# A little Afghanistan humor.



## USbowhuntr (Sep 10, 2010)

I thought I would show you some of our humor over here. This is the bunker that we built for when we take incoming rounds. To the left is our mortar system for the "outgoing" rounds 

Jason


----------



## Lee Woodie (Sep 10, 2010)

Glad to see the humor you can fine while there our prayers are sent your way with the many Thanks for your service each and everyone. Great shot


----------



## carver (Sep 10, 2010)

Gods speed Jason,come soon


----------



## *MrsUSbowhunter* (Sep 10, 2010)

Are you guys leaving that up for the next group to use?


----------



## Hoss (Sep 10, 2010)

Thanks for sharing.  It's good to see that you find a way to keep your humor going in a stressful situation.  As others have said, thank you again for your service, Jason.  Pass along our thanks to those with you and get home safe.

Hoss


----------



## USbowhuntr (Sep 11, 2010)

Sarah we are going to take the signs with us. But the bunker will be left in place. They are going to need it.

Hey thanks everyone for the support, its almost over. I will be back with the family no later than Thanksgiving and back in the states for leave mid Dec.


----------



## *MrsUSbowhunter* (Sep 11, 2010)

I can't wait. I am so glad its almost over.


----------



## Bruz (Sep 11, 2010)

Nice. 

Be safe. Prayers sent for you and your buddies. 

Bruz


----------



## Toffy (Sep 11, 2010)

GREAT sign.
Opening morning of bow season here.
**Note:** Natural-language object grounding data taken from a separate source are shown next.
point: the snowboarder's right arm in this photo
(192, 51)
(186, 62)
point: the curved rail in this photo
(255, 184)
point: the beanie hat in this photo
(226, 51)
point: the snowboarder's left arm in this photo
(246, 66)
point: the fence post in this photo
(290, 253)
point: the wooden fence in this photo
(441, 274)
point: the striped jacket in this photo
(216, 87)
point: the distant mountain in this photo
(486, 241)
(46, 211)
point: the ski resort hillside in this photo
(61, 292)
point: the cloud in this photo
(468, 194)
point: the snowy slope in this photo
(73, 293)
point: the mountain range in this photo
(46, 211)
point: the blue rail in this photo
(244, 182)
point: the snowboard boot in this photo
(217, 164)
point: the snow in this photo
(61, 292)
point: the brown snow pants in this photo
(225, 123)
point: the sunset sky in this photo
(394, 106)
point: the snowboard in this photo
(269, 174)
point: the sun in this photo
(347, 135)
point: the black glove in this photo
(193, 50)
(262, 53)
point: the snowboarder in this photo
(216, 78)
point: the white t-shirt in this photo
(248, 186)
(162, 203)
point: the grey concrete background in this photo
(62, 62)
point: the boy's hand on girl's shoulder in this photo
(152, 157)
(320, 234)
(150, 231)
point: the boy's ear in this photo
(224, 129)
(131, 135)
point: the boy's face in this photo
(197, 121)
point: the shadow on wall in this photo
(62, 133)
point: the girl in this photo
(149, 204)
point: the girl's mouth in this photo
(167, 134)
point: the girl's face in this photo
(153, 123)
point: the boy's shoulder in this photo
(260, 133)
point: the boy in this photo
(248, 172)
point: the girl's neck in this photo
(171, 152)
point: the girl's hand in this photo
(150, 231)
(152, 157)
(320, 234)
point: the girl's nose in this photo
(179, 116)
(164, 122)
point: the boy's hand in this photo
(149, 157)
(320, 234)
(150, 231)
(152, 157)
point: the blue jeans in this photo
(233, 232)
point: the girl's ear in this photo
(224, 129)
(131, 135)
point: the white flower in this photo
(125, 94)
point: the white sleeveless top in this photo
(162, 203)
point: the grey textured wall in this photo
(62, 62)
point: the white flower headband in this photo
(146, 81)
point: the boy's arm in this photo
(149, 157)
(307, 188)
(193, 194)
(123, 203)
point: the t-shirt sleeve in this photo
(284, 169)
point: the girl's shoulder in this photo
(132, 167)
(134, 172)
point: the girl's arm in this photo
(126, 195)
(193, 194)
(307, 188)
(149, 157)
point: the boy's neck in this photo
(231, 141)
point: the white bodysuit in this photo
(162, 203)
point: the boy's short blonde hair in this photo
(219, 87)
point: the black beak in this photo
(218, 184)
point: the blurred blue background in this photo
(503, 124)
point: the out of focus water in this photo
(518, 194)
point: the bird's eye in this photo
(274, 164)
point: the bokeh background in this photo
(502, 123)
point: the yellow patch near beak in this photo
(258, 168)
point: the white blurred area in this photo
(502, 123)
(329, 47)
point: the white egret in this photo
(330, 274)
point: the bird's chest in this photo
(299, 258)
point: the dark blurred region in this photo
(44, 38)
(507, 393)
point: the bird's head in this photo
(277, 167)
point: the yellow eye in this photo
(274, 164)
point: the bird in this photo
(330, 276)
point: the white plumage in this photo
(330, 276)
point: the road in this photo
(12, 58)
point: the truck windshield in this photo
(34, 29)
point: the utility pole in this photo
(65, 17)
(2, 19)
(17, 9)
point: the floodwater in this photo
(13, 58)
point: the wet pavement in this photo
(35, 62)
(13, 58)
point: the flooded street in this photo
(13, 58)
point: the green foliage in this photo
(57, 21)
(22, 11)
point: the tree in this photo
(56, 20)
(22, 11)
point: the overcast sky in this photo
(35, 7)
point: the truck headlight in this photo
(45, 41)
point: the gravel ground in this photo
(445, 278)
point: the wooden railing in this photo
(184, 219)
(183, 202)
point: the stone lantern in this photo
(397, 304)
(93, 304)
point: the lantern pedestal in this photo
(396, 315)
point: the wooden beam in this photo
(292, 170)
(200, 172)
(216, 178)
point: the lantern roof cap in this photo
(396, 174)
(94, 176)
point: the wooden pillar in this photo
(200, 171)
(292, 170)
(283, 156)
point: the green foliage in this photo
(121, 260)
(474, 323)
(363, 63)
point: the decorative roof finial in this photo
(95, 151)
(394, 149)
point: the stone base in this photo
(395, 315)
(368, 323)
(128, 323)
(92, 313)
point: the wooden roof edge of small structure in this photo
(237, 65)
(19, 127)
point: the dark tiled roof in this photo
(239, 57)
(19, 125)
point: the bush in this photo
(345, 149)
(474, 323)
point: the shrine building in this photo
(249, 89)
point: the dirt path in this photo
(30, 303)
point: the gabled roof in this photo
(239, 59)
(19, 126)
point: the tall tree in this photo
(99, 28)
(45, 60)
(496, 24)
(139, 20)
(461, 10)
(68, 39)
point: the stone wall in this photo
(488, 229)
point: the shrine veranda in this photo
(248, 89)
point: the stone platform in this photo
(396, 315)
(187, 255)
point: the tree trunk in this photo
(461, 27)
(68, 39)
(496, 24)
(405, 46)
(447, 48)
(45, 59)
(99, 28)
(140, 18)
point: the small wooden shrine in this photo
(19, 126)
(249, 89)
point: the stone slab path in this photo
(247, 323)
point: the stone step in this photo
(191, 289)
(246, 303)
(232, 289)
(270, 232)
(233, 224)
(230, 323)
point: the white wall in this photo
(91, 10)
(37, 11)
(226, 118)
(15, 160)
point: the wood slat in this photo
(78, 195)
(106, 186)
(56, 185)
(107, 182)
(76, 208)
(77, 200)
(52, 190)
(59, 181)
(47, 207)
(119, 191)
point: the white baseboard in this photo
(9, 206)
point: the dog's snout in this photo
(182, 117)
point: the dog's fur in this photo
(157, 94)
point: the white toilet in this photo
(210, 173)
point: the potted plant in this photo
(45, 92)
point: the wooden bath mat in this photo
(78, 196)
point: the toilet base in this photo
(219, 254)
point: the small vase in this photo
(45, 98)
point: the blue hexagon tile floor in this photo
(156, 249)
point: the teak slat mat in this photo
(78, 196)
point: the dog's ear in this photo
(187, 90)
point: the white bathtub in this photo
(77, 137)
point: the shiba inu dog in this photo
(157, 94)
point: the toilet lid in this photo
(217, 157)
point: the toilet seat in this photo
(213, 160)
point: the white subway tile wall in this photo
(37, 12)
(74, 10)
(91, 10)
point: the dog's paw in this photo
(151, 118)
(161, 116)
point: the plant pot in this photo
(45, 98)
Wish you were here.
And may the outgoing be far busier than the incoming.


----------



## USbowhuntr (Sep 12, 2010)

Networker said:


> GREAT sign.
> Opening morning of bow season here. Wish you were here.
> And may the outgoing be far busier than the incoming.



This time next year I will be living back in the states in GA and will be very unpatiently awaiting archery season. Its been 4 years since I have hunted and I cant even tell you how much I miss it. I have a mule deer/couse white tail hunt scheduled while I am in AZ for leave this winter so that should be fun. But I cant wait to get back to the southern woods and chase those whitetail around.

Thanks everyone for all the support, its always nice to know that the US public still supports us. We try and have a little fun around here just to keep the morale up. 

Take care, 
Jason


----------